彼は、クルエスの左腕、マルゴに違いないーー


「言っただろ。そいつは死んでる。スキルを全て抽出され終わってるからな」


 マルゴはカプセルに目を向けると、冷たく言い放った。相変わらず視線が合わないものの、彼はそんなことにはお構い無しの様子だった。


「お前は何を知ってるんだ?スキルを抽出されると、死ぬ?」

「あー、そいつは特級ギルドチーム大蟹ハンマークラブのリーダー、ランスだ。主なスキルは、水魔法7、強打8。近距離タイプ。仲間は三人。チームの魔法バランスがよく、小規模な依頼を中心に手堅くこなしていく方針。で、こなした依頼は――」

「待てよ!そんなことを知ってるのかと聞いてんじゃねぇ。スキルを抽出されるとどうなるんだよ!?」


 ソウが青筋を立ててマルゴをまくし立てた。すると、マルゴは呆れた表情で僕たちを見回した。


「だから、死んじまうんだって。世の中の全てのものは"魔力"を保有してる。そして、生物はそれと共に、生命の源泉でもある"スキル"をもっている。もし、魔力が一時的に底をついても、生体機能に一定の制限がつくだけ。でもな、特殊な方法で生物からスキルを全て引っこ抜くと――スキルの魔導石が手に入る代わりに、死ぬ。そう、スキルは生命力そのものなんだ。そのカプセルに入ってる奴も、スキルを全て抽出され終わってる。そこに落ちた結晶がスキルの魔導石さ……ただ、生憎まともなスキルを持ってなかったらしい。小さな結晶ばかりだろ?レベルの低いスキルばかりだ。気になるならやるよ。飲み込みゃ使えるようになる」

「魔導石を、飲み込むだって……?お前は人の心がないのか」


 笑みすら浮かべず淡々と説明するマルゴに、ソウは怒りを露わにした。僕も、ロボットのように説明するマルゴへ、胸糞悪い気分を抱いた。


「こんなもの使うかよ!……ハル、ベル、聞いたか。だとしたらグレンもスキルの抽出をされている途中かもしれねぇ。さっさと救わないと……グレンの命が危ねぇ。が、見たところ警備はあいつ一人。さっさと倒して先を急ぐぞ」

「僕もそう思う。

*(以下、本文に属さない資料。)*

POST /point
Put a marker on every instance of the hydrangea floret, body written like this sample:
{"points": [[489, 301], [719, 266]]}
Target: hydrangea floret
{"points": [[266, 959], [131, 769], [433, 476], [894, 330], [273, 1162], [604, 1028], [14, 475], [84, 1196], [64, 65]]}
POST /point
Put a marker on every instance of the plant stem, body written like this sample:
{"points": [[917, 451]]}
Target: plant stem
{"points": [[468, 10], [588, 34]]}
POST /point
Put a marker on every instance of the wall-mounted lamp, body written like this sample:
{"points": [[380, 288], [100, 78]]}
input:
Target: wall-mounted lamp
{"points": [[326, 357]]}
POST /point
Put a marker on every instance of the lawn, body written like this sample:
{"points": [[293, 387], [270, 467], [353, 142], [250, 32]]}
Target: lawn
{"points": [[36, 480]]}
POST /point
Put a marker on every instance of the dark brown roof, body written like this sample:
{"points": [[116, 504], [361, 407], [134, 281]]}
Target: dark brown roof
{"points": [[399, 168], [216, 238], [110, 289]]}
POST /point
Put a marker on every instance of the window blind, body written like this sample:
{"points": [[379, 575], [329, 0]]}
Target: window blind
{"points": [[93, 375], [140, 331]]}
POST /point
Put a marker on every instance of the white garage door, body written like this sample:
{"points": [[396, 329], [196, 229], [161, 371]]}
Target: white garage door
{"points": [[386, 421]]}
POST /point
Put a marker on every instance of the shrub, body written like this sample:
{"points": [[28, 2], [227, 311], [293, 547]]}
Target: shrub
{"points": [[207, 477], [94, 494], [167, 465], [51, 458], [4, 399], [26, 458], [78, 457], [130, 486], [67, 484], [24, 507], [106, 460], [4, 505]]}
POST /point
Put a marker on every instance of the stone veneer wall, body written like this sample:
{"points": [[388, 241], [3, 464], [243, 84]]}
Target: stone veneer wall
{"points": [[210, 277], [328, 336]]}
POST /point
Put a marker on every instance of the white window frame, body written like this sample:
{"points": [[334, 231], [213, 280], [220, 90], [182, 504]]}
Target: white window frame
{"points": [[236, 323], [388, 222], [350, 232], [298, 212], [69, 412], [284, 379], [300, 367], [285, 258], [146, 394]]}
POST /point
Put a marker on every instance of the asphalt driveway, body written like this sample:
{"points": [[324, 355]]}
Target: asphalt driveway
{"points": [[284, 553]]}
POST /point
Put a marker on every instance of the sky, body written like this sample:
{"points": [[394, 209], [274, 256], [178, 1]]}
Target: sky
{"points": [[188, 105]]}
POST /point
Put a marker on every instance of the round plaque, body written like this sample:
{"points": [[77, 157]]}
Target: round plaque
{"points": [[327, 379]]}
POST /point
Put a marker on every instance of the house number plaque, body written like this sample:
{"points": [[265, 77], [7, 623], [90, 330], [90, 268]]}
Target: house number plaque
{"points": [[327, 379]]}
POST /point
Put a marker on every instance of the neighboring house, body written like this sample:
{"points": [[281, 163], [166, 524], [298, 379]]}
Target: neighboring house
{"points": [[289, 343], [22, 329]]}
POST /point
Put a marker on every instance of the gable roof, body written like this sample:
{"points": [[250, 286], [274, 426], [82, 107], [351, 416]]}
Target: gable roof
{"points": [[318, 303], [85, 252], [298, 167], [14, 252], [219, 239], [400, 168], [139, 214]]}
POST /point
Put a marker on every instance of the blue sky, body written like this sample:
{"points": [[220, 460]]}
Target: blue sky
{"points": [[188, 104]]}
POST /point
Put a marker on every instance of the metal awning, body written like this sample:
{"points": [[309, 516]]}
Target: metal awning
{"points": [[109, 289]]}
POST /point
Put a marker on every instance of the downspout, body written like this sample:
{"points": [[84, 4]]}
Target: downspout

道を譲ってもらおう」

「正面突破しちゃおっか〜」

「……おいおい、誰がどこを通るって?仮にもクルエス様から扇の要を預かっている身だぞ」


 マルゴは腕を組んでこちら側を見ている。そして彼は初めて感情を表した。何か裏がありそうな、冷徹な笑みを浮かべていたのだ。


「……俺が一人だからって油断してるだろ。お前ら」


 すると、マルゴは唐突に腕を突き出して、火炎球を放ってきた。突然の攻撃に僕たちは横っ飛びで避ける――火炎球は背後のガラス壁に直撃して、爆裂した。ガラスは大きな水槽の一面だったらしく、中に溜まっていた水が勢いよく溢れて出てくる。さらには、それと共に施設全体も明滅し始める。設備が大破したことによって警報を伝えるアラームが起動したようだった。


「ち……壊しちまった。まあこの施設もすぐに用済みになるんだ。ちょっとくらいいいだろう」


 マルゴは口角を上げながら、僕らを舐め回すように見た。一方のソウは、危機感を露わに叫んだ。


「二人共、こんな所で時間を食ってるわけにはいかねぇ……一対一で十分だ!俺が仕留める」

「舐められてるじゃねぇか……俺が一人なのはなぁ……周りにいる奴をみんな壊しちまうからだよ!」


 そう言うと、マルゴはさっきよりも大きな火炎球を生成して、こちらへ投げてきた。


「私が守るから、今のうち行こう!ハル!水護盤ウォーター・シールド


 ベルが僕の懐から飛び出して、小さな手を前にかざすと、僕を優に覆い隠す程の丸い水の盾が出現した。直後、火炎球が水の盾へ当たると、火炎球は消失したが、熱で盾の大半も蒸発してしまっていた。ベルは水の盾を消すと、僕を促した。


「……!あの人間の魔法、かなり強いよ。さあ、行こう!」

「ソウ、気を付けて!」


 僕は、飛び立とうとしたベルの後ろ足を掴んだ。ベルは、マルゴから距離を取るようにして飛行するスピードを上げた。


「させねぇ!俺の火炎球で撃ち落としてや――」

「……お前の相手は俺だよ!」


 気性荒く叫ぶマルゴに、ソウのゴーレムが背後から覆いかぶさっていた。羽交い締めにされたマルゴは、火炎球を生成し損なうと通路に響き渡る声で叫んだ。


「お前ら、こいつを殺して、追いついて、皆殺しにしてやる!すぐに行くからな!」

「追いつくのは俺だよ!ハル、グレンに会ったらヨロシク言っといてくれ!」


 振り返ると、ソウの姿が薄暗い通路の中に消えていった。僕は、ベルと先を急いだ。